Additionally, contrary to Defendant's assertion, its responses to Plaintiff's submissions for informal and formal reviews under the ‘Grievance Procedure' section show that the parties did not intend for Dr. Grof's decision to be final at the time it was rendered. Defendant acknowledges that it reviewed the adequacy of the information provided to Dr. Grof and the completeness of his findings in assessing Plaintiff's claim. (ECF No. 14, PageID.352.) The exhibits attached to Defendant's motion show that it provided additional information to Dr.
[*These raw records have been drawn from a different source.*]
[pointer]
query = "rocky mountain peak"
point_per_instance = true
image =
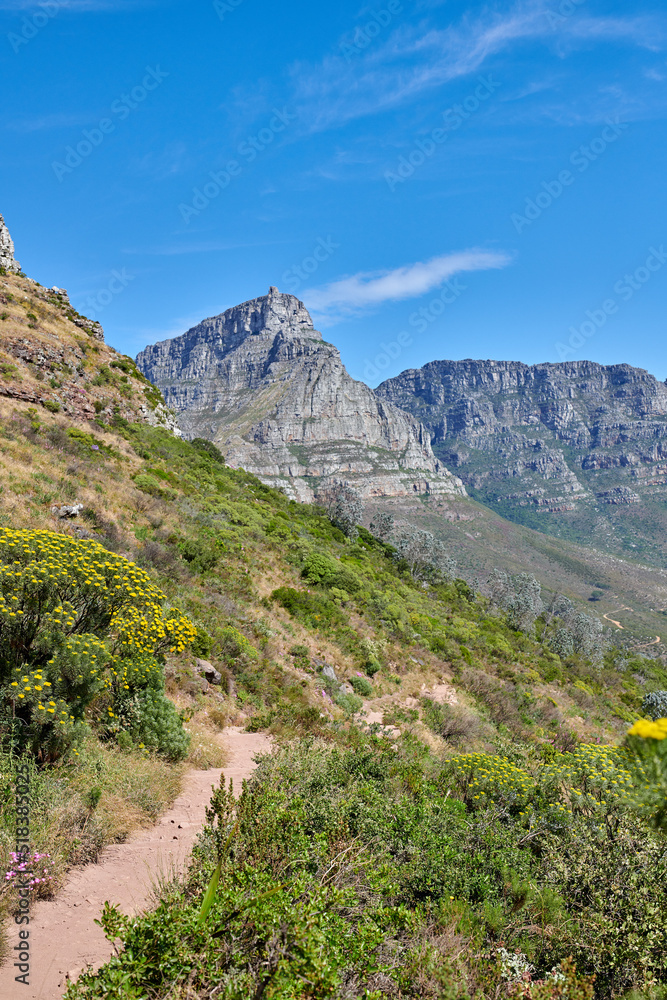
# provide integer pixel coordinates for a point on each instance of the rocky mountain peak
(260, 382)
(7, 260)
Grof and was amenable to supply more data to him for his consideration, after he had already made his decision. (ECF No. 10-2, PageID.239, 245.) Defendant's actions evince the understanding that when Dr. Grof issued his conclusion, he did not fully settle the parties' dispute as to whether Plaintiff is “Permanently Totally Disabled,” or arbitrate it to completion. Evanston Ins. Co., 683 F.3d at 693. Defendant has not offered any authority suggesting that a decision should be deemed final and binding when one party can review its validity after it is rendered and subject it to further reevaluation.
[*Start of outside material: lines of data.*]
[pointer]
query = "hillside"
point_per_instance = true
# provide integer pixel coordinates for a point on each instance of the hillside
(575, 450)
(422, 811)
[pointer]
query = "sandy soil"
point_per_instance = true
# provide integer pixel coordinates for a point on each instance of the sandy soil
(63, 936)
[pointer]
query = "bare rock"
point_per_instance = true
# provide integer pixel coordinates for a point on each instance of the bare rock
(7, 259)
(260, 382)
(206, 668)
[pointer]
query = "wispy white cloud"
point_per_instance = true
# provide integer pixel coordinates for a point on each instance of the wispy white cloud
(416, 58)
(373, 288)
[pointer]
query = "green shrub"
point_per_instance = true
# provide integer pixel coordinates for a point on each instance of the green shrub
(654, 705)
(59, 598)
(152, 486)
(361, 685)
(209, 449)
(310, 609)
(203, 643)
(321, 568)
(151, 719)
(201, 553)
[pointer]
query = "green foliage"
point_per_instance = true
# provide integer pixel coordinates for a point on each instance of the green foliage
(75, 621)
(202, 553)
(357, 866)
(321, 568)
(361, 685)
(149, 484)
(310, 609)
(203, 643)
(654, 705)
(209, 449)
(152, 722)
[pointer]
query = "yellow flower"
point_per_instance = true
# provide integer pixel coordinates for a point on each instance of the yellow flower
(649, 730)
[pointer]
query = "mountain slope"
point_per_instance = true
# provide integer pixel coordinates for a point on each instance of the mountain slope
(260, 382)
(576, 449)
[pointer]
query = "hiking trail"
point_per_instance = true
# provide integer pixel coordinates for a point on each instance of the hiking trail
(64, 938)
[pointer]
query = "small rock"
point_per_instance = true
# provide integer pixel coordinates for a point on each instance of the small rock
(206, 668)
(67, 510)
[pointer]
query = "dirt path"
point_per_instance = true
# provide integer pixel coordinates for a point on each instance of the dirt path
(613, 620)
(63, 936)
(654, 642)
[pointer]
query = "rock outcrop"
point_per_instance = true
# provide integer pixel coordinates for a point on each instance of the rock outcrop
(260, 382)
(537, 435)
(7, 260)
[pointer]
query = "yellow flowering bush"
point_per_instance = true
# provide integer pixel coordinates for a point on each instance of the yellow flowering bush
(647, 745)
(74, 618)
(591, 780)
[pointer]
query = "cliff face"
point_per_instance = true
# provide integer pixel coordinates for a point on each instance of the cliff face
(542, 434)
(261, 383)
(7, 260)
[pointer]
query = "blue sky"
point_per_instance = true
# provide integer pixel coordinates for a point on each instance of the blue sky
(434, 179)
Finally, in its Reply, Defendant for the first time points to the “Service of Suit Clause,” which it purports to be “further confirmation that third-physician decisions are precisely what the Policy says they are - final and binding - and therefore, not subject to legal action or proceedings of any kind.” (ECF No. 14, PageID.353) (emphasis in original). Generally, “arguments made to [the court] for the first time in a reply brief are waived.” Sanborn v. Parker, 629 F.3d 554, 579 (6th Cir. 2010). In any case, the “Service of Suit Clause” does not provide the confirmation claimed by Plaintiff. (ECF No. 10-2, PageID.273.) Instead, it only disclaims that its presence “will not be read as to conflict or override the obligations of the parties to arbitrate their disputes as provided for in any Arbitration provision within [the Policy.]” (Id.) Since the third physician provision here does not impose an obligation to arbitrate on the parties, that sentence in the Service of Suit Clause is not implicated.
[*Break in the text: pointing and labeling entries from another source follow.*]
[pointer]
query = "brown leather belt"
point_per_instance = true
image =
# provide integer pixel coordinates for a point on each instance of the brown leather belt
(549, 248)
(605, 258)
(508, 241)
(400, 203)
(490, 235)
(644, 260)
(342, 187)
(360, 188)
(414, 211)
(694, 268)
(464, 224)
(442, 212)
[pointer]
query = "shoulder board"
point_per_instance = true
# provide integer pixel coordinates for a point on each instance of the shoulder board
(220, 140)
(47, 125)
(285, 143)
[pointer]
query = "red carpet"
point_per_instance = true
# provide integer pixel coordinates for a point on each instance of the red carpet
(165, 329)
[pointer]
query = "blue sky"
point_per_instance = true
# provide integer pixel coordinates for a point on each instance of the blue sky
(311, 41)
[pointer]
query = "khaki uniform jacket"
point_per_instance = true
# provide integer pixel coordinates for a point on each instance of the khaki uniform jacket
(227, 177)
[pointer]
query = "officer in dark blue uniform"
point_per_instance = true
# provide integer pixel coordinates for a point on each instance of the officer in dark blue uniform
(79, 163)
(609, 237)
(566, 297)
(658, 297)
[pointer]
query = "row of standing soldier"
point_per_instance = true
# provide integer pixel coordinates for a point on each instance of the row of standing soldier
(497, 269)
Because the third physician provision in dispute does not provide for a final and binding remedy by a third party, it does not constitute an arbitration agreement for purposes of the FAA. Accordingly, the court cannot sustain Defendant's requests that the court compel arbitration and dismiss Plaintiff's First Amended Complaint.
III. CONCLUSION
IT IS ORDERED that Defendant's “Motion to Dismiss First Amended Complaint and Compel Arbitration” is DENIED.